« Le rejet, histoire universelle »

Anna Karina a adapté « le Vilain Petit Canard » d’Andersen, illuminé par la voix de Philippe Katerine. Rencontre et souvenirs.

Jean-Claude Renard  • 23 décembre 2010 abonné·es

Politis : Qu’est-ce qui vous a menée à l’adaptation de ce conte ?

Anna Karina : C’est sans doute la première histoire de ma vie, la première que j’ai lue dans mon enfance, que m’avait offerte mon grand-père. Sans doute aussi parce qu’Andersen est danois et que je suis née au Danemark. On m’avait d’abord proposé d’écrire une adaptation de la  Petite sirène sous forme de comédie musicale. C’est un autre travail. J’ai préféré commencer par le Vilain Petit Canard , qui me touchait donc plus directement, créant aussi d’autres personnages. C’est l’histoire de tout le monde, de tous ceux qui sont rejetés, qu’on repousse, qui n’en sont pas moins magnifiques. Le but était d’être compréhensible pour les enfants, tout en s’adressant aux adultes.
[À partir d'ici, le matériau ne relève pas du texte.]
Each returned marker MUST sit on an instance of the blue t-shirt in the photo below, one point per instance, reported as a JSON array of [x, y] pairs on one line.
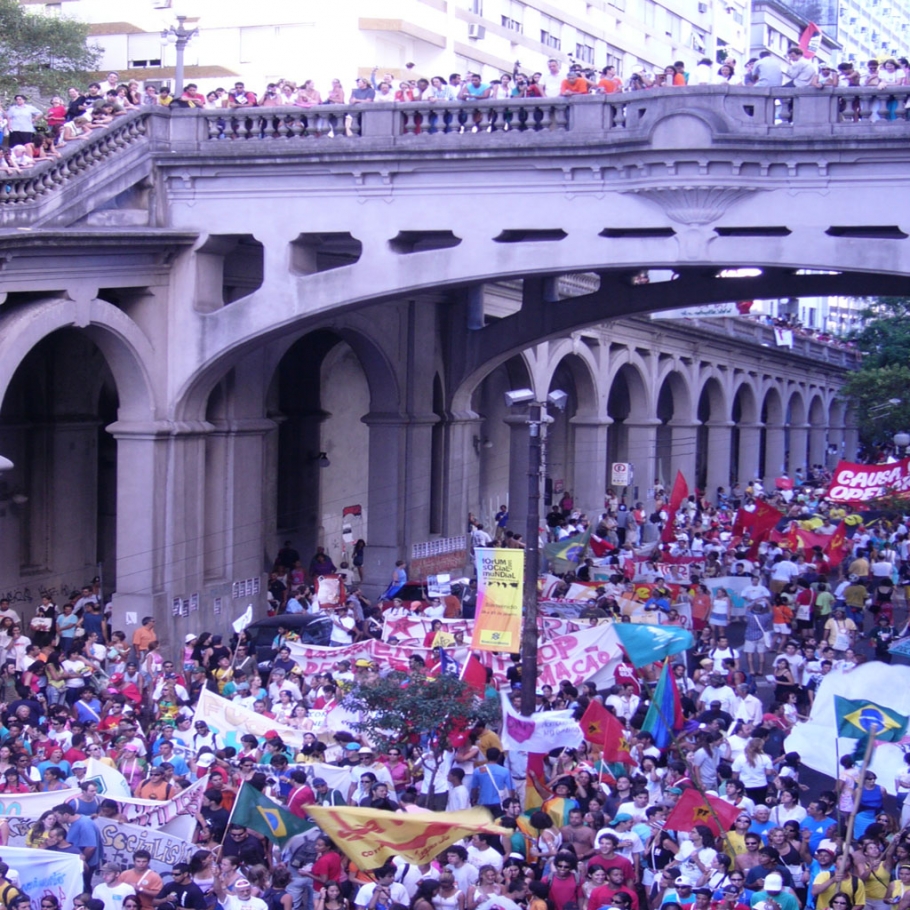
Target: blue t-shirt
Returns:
[[493, 783]]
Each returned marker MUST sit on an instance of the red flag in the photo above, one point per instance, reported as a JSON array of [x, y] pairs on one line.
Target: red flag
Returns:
[[474, 674], [694, 809], [599, 547], [600, 726], [594, 722], [679, 492], [838, 546]]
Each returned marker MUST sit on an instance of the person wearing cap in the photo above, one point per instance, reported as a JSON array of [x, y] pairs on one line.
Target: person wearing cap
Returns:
[[241, 899], [773, 896], [108, 890], [367, 762], [769, 864], [181, 890]]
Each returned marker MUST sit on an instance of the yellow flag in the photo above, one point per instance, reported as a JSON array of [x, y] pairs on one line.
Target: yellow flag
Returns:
[[371, 837]]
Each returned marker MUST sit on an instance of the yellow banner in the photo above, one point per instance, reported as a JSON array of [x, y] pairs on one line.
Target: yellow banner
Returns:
[[371, 837], [500, 582]]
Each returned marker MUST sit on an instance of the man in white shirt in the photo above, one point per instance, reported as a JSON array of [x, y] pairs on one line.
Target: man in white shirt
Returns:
[[459, 797], [551, 81], [385, 889], [746, 706], [110, 893]]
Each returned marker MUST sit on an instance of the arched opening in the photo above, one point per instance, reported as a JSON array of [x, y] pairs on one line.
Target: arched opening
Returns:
[[318, 397], [772, 460], [630, 438], [58, 506]]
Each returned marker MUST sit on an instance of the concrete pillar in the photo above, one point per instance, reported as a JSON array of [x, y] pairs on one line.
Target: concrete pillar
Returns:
[[642, 451], [774, 453], [590, 457], [682, 450], [818, 444], [718, 461], [518, 471], [749, 452], [462, 471], [235, 451], [143, 512], [385, 524], [799, 441]]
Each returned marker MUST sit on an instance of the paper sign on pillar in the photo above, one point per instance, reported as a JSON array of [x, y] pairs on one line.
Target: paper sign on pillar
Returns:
[[500, 579]]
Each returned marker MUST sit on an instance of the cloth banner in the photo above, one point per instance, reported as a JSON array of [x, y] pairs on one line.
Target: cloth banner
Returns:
[[371, 837], [43, 873], [860, 482], [542, 732], [154, 813], [32, 805], [121, 841], [109, 781], [500, 579], [889, 686], [231, 721]]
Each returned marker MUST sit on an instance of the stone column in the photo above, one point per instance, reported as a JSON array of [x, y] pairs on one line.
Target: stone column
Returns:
[[143, 511], [718, 462], [774, 453], [385, 513], [749, 452], [682, 451], [518, 471], [235, 451], [818, 444], [462, 471], [590, 457], [799, 441], [641, 452]]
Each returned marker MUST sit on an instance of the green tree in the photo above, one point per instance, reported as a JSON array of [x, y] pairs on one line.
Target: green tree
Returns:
[[41, 52], [879, 392], [402, 708]]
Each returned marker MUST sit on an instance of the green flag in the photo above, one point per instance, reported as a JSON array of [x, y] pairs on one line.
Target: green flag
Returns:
[[857, 718], [253, 810]]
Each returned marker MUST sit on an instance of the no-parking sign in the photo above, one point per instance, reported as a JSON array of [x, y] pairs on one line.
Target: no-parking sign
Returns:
[[621, 474]]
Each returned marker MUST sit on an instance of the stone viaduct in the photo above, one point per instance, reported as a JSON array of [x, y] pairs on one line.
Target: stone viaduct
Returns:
[[219, 332]]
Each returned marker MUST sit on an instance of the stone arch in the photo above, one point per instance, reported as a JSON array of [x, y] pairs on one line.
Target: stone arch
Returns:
[[676, 429], [576, 435], [122, 343], [713, 439], [745, 433]]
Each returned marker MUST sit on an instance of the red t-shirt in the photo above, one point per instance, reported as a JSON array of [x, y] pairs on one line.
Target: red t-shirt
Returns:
[[328, 865]]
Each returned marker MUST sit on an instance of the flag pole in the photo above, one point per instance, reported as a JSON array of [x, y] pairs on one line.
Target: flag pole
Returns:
[[858, 798]]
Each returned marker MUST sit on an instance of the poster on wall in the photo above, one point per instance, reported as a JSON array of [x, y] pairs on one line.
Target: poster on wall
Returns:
[[500, 580]]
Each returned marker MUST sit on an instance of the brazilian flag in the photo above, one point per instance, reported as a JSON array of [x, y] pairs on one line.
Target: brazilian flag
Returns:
[[857, 718], [254, 810]]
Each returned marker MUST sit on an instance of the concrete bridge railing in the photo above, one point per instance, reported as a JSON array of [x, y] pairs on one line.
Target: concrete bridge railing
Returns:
[[104, 163]]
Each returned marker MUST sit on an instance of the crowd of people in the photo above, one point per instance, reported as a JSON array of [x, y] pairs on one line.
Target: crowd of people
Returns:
[[584, 834]]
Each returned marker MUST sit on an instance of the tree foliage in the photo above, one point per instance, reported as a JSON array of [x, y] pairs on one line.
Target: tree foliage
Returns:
[[401, 708], [884, 377], [46, 53]]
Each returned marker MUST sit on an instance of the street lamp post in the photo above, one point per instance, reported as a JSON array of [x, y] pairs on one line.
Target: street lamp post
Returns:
[[183, 36], [536, 418]]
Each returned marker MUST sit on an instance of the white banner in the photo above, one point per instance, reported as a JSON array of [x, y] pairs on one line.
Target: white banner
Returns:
[[43, 873], [231, 720], [541, 732], [888, 686], [32, 805], [705, 311], [122, 841]]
Quelle serait la modernité de ce conte d’Andersen ?

La différence, qui est toujours mal vue, maltraitée. On juge très vite quelqu’un parce qu’il n’est pas comme les autres. Parce qu’il est étranger, ne parle pas comme tout le monde et ne ressemble pas à tout le monde. Il est vilain, en somme ! Comme l’était Andersen, qui a longtemps été rejeté. L’histoire d’un étranger dans une basse-cour est celle de beaucoup de gens, elle est universelle. Si les enfants n’entendent pas exactement cela, il est clair qu’il y a un message adressé aux adultes.

Comment s’est réparti le travail ?

J’ai écrit l’histoire à partir du conte, et l’ai présentée à Philippe Eveno, le guitariste de Philippe Katerine, avec qui j’avais déjà travaillé pendant quelques années ; nous avions sorti un album, Une histoire d’amour , poursuivi par une tournée. Philippe Eveno s’est chargé de la musique, et Philippe Katerine de chanter sur mes textes, avec cette inventivité qui le caractérise. La conception du disque s’est donc réalisée en famille.
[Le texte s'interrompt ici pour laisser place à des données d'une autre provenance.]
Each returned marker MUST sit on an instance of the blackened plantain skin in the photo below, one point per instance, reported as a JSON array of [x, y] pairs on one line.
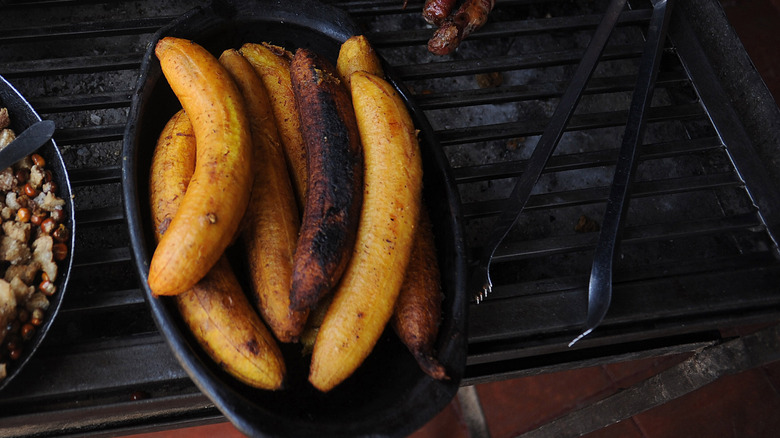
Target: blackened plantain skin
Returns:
[[417, 313], [335, 187]]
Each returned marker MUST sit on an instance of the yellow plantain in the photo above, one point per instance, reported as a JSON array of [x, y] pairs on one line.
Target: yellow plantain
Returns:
[[217, 196], [215, 309], [272, 63], [357, 54], [271, 224], [365, 298]]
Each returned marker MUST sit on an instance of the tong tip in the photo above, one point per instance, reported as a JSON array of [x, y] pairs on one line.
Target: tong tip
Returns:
[[483, 293], [582, 335]]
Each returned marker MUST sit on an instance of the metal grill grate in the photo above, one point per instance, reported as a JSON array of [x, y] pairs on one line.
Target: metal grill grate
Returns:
[[697, 256]]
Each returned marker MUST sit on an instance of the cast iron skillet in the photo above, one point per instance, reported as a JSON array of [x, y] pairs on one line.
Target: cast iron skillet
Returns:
[[23, 115], [388, 395]]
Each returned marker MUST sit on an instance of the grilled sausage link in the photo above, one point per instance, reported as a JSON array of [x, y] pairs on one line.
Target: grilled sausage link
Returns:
[[436, 11], [471, 16]]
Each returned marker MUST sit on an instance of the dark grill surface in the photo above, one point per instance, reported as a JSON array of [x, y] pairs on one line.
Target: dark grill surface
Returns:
[[700, 245]]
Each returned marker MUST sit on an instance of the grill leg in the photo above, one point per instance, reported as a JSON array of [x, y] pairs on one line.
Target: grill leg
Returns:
[[468, 399]]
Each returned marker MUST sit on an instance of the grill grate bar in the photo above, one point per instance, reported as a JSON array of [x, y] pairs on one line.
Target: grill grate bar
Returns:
[[686, 266], [76, 64], [82, 102], [38, 34], [95, 176], [543, 247], [101, 216], [650, 302], [518, 93], [594, 195], [116, 300], [564, 162], [90, 134], [578, 122], [504, 63], [510, 28], [100, 257]]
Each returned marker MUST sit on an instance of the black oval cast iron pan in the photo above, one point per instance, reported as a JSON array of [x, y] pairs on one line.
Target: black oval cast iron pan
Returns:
[[23, 115], [388, 395]]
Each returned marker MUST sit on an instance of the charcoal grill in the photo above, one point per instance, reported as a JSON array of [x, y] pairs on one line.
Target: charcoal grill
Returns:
[[700, 247]]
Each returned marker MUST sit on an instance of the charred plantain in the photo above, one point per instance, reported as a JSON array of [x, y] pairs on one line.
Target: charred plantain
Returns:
[[417, 313], [271, 223], [335, 178]]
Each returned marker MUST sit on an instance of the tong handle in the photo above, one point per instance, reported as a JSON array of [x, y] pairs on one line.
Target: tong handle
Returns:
[[480, 279], [600, 286]]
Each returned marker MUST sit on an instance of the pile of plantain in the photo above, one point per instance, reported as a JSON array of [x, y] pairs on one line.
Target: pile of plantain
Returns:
[[314, 172]]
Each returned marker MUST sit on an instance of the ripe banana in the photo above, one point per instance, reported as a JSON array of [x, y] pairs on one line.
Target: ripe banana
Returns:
[[357, 54], [218, 194], [272, 63], [418, 311], [335, 168], [365, 298], [271, 224], [215, 309]]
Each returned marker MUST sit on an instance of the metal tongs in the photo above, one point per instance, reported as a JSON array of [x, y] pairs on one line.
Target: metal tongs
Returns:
[[480, 279], [600, 286]]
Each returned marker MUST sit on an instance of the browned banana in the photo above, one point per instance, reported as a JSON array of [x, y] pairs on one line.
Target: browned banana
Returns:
[[417, 312], [335, 186], [271, 223], [272, 63]]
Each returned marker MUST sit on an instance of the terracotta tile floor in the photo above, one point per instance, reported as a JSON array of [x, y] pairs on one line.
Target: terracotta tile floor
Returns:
[[742, 405]]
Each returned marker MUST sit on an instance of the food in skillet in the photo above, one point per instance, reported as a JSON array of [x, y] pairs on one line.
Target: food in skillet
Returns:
[[215, 309], [417, 312], [33, 240], [210, 213], [385, 209]]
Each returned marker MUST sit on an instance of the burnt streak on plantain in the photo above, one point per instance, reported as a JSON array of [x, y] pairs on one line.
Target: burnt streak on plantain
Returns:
[[335, 186]]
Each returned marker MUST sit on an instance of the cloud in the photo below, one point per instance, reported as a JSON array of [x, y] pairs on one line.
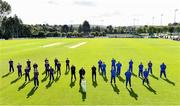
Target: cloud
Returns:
[[84, 3], [52, 2]]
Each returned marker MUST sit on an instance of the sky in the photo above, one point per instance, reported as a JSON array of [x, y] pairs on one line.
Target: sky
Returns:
[[97, 12]]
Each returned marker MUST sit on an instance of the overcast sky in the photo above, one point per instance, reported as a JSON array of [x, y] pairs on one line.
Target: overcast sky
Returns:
[[101, 12]]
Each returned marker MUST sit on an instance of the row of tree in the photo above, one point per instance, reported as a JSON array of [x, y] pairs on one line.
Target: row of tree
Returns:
[[13, 27]]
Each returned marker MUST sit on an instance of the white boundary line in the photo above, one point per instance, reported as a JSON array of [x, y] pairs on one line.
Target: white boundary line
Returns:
[[52, 44], [77, 45]]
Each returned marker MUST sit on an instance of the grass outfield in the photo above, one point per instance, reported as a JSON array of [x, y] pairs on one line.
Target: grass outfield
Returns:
[[62, 93]]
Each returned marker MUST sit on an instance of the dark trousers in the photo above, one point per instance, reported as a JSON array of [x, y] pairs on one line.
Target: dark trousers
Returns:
[[128, 81], [52, 77], [150, 69], [146, 80], [99, 68], [73, 74], [104, 73], [163, 72], [11, 68], [140, 73], [93, 76], [47, 72], [67, 67], [19, 73], [58, 72], [113, 78], [81, 77], [27, 76], [55, 66], [131, 68], [36, 82], [118, 72]]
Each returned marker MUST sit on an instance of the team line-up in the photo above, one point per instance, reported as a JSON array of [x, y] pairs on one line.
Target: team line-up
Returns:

Vous avez tourné huit films avec Godard, d’autres avec Varda, Rivette, Chris Marker, Baratier, Vadim, Visconti, Deville, Schlöndorf, Cukor, Delvaux, Fassbinder, Ruiz… Avez-vous parfois le regard dans le rétroviseur ?
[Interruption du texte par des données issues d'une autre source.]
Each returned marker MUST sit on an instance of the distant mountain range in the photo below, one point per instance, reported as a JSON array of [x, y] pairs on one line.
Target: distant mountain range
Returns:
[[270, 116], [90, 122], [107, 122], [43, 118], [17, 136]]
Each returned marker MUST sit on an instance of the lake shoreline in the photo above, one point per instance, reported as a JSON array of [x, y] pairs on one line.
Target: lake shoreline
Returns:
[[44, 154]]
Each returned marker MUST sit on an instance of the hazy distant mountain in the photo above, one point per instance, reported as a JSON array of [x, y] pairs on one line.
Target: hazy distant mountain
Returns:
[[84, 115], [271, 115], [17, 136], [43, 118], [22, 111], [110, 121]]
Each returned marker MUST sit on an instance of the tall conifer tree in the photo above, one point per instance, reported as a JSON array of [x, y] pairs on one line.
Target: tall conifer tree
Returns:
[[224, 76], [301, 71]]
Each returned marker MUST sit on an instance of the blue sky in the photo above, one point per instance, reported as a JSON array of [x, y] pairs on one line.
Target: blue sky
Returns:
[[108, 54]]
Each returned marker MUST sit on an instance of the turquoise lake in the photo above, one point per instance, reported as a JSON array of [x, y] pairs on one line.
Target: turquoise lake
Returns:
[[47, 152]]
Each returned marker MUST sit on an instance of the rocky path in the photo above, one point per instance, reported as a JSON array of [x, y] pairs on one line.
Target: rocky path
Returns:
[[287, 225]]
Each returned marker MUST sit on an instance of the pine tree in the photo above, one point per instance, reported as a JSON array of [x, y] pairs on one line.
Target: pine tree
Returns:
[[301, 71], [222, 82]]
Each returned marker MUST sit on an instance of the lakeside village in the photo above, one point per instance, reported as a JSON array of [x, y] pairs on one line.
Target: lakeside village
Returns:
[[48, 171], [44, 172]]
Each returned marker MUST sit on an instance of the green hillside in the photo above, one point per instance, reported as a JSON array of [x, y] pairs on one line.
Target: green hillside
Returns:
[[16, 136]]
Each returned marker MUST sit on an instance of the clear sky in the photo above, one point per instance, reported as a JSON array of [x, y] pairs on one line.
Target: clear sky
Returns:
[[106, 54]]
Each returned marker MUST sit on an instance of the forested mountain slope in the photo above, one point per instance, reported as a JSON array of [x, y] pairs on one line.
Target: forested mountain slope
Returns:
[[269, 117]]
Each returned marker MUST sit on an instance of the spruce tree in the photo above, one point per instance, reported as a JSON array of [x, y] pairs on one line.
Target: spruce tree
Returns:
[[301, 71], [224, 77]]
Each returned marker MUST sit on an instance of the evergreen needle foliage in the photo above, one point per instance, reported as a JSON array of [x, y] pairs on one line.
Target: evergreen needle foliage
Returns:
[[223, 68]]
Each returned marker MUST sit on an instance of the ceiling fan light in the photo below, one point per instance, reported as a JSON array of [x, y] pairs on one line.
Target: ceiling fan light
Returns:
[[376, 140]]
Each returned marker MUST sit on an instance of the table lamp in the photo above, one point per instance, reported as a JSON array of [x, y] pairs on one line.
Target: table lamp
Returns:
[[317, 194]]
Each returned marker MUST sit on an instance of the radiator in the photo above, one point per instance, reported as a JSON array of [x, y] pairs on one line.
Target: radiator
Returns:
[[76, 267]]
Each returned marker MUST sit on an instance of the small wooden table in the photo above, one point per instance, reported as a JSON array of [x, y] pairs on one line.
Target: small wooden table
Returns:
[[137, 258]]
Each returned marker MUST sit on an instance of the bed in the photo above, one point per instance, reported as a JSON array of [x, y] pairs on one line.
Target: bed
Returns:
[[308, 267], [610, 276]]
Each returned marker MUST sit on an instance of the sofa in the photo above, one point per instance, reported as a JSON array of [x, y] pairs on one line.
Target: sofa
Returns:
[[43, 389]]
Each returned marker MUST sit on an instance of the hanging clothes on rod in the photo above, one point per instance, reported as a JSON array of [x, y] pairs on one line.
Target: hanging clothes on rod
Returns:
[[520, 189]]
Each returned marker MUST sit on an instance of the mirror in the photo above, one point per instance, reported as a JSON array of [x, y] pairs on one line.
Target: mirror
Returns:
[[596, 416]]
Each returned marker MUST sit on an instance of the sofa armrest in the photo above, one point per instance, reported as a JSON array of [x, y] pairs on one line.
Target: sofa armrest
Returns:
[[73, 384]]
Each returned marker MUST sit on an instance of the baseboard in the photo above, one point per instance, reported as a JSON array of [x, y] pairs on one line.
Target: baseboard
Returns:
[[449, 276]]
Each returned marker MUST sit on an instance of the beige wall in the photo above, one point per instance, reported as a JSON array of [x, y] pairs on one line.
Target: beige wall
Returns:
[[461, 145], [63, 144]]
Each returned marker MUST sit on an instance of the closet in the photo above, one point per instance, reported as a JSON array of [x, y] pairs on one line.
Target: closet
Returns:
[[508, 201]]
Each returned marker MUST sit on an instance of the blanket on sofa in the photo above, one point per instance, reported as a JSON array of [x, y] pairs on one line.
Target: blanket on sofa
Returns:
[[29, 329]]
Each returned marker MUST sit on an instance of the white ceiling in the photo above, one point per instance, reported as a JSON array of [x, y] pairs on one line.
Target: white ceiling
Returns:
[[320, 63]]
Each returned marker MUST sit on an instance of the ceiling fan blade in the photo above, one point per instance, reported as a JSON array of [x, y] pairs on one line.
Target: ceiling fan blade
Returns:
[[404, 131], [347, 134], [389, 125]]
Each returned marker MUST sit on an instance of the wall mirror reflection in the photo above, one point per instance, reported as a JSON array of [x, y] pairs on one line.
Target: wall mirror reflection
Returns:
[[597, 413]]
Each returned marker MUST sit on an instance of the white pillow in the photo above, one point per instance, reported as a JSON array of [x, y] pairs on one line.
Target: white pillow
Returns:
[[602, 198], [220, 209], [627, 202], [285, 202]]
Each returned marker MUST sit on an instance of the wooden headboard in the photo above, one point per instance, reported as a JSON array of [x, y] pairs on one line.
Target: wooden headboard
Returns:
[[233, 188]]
À 70 ans, je ne vais pas me plaindre devant un chemin pareil. J’ai eu des bas et des hauts, comme tout le monde. Et c’est plutôt normal de ne pas toujours être fêtée. Il est clair que l’on revient toujours aux premières années parce qu’on y apprend beaucoup de choses. De fait, j’ai été portée vers le haut par Jean-Luc Godard, même s’il n’était pas facile. Je comprenais très bien son cinéma, c’est dans la vie que ça allait moins bien ! Mais il a le talent de communiquer sans parler, sans rien montrer. La preuve : on avait notre texte cinq minutes avant de tourner, et ça marchait très bien, parce que lui savait ce qu’il voulait faire avec ses comédiens, avec une façon spéciale de travailler avec eux. Et ses dialogues étaient tellement naturels que le public pouvait croire à une improvisation.

Avez-vous l’impression d’avoir traversé et participé à un âge d’or du cinéma ?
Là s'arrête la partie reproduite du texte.